The forms are a bit neater if we use $u:v:w$ barycentric coordinates. For instance, let our starting point have these coordinates $$K \;=\; u_K : v_K : w_K \qquad\text{that is,} \quad K = \frac{u_K A + v_K B + w_K C}{u_K + v_K + w_K}$$ Then $$D \;=\; 0:v_K:w_K \qquad E \;=\; u_K:0:w_K \qquad F \;=\; u_K:v_K:0$$ and one can verify that the inellipse has this equation $$ \left(\frac{u}{u_K}\right)^2 + \left(\frac{v}{v_K}\right)^2 + \left(\frac{w}{w_K}\right)^2 -2 \frac{v}{v_K}\,\frac{w}{w_K} -2 \frac{w}{w_K}\,\frac{u}{u_K} -2 \frac{u}{u_K}\,\frac{v}{v_K} =0 \tag1$$ If the inellipse must also pass through given points $P$ and $Q$ with coordinates $$P \;=\; u_P:v_P:w_P \qquad Q \;=\; u_Q:v_Q:w_Q$$ then "all we have to do" is substitute those coordinates into $(1)$ to get a homogeneous system in $u_K$, $v_K$, $w_K$, solve the system for $v_K$ and $w_K$, substitute back into $(1)$, and clear the $u_K$ factors. This seems like a daunting task until we observe that the left-hand side of $(1)$ factors as $$\left(\frac{u'}{u_K'}+\frac{v'}{v_K'}+\frac{w'}{w_K'}\right) \left(-\frac{u'}{u_K'}+\frac{v'}{v_K'}+\frac{w'}{w_K'}\right) \left(\frac{u'}{u_K'}-\frac{v'}{v_K'}+\frac{w'}{w_K'}\right) \left(\frac{u'}{u_K'}+\frac{v'}{v_K'}-\frac{w'}{w_K'}\right)$$ where $x' := \sqrt{x}$. (Note that points inside $\triangle ABC$ have non-negative barycentric coordinates, so we need not worry about any complexities here.) We can even ignore the necessarily-non-negative first factor. Thus, the solving process effectively involves nine pairs of linear equations; the nine results have the form $$u_K' : v_K' : w_K' \;=\; \frac{\pm1}{v_P'w_Q' \pm w_P' v_Q'} : \frac{\pm1}{w_P'u_Q' \pm u_P'w_Q'} : \frac{\pm1}{u_P'v_Q' \pm v_P'u_Q'} $$ for various combinations of $\pm$. However, since left-hand side is a proportion of non-negative square roots, each triple of components on the right-hand side must share a sign (if it's negative, we can divide it out). Ultimately, we find ourselves with four viable candidates for the coordinates of $K$; namely,
$$ u_K:v_K:w_K \;=\; \frac{1}{(v_P'w_Q'+\sigma_1 w_P' v_Q')^2} : \frac{1}{(w_P'u_Q' + \sigma_2 u_P'w_Q')^2} : \frac{1}{(u_P'v_Q' + \sigma_3 v_P'u_Q')^2} $$ where $$(\sigma_1,\sigma_2,\sigma_3) \;=\; (-1,1,1),\; (1,-1,1), \;(1,1,-1), \;(-1,-1,-1) $$
Substituting back into $(1)$ doesn't offer any symbolic benefits, so I won't bother.

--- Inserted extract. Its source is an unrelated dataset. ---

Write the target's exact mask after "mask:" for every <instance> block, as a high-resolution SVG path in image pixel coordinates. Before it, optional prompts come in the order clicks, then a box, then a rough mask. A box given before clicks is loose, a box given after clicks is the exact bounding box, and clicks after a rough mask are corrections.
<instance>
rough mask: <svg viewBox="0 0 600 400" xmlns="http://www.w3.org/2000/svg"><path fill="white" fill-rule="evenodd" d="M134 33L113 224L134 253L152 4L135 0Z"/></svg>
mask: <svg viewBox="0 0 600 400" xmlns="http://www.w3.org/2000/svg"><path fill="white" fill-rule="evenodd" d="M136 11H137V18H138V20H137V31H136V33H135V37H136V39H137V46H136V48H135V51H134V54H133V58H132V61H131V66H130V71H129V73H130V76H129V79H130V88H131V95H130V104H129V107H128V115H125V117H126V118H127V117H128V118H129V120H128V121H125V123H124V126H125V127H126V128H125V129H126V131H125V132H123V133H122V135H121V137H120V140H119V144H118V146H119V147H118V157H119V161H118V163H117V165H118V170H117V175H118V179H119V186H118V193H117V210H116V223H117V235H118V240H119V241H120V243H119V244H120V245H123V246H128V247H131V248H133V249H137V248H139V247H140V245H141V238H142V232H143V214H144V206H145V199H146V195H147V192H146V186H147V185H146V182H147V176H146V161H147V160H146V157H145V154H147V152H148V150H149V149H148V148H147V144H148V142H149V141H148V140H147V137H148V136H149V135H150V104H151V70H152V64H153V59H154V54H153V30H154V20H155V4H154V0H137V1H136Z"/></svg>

Taking the example from OP's solution of $A=(0,0)$, $B=(14,0)$, $C=(5,12)$, $P=(6,1)$, $Q=(7/2,6)$, we have $$u_P:v_P:w_P \;=\; 87:67:14 \qquad\qquad u_Q:v_Q:w_Q \;=\; 6:1:7$$ and then $$ u_K:v_K:w_K \;=\; \frac{1}{(\sqrt{469}+\sigma_1\sqrt{14})^2}: \frac{1}{(\sqrt{609}+2\sigma_2\sqrt{21})^2}: \frac{1}{(\sqrt{402}+\sigma_3\sqrt{87})^2} \\[4pt] $$
The Cartesian equations of the resulting inellipses are $$\begin{align} 0 &= 16468 x^2 + 13412 y^2 - 2019 x y - 169792 x - 94500 y + 519106 \\ &- 14 \sigma_1 \sqrt{29} (144 x^2 + 11 y^2 - 140 x y - 828 x + 613 y) \\ &- \phantom{1}7 \sigma_2 \sqrt{134} (48 x^2 - y^2 + 112 x y - 948 x - 575 y + 3864) \\ &- \phantom{1}2 \sigma_3 \sqrt{3886} (12 x^2 - 91 y^2 + 19 x y - 168 x + 553 y)) \end{align}$$
Visually, they seem to match nicely with OP's result, so I'll consider our answers compatible.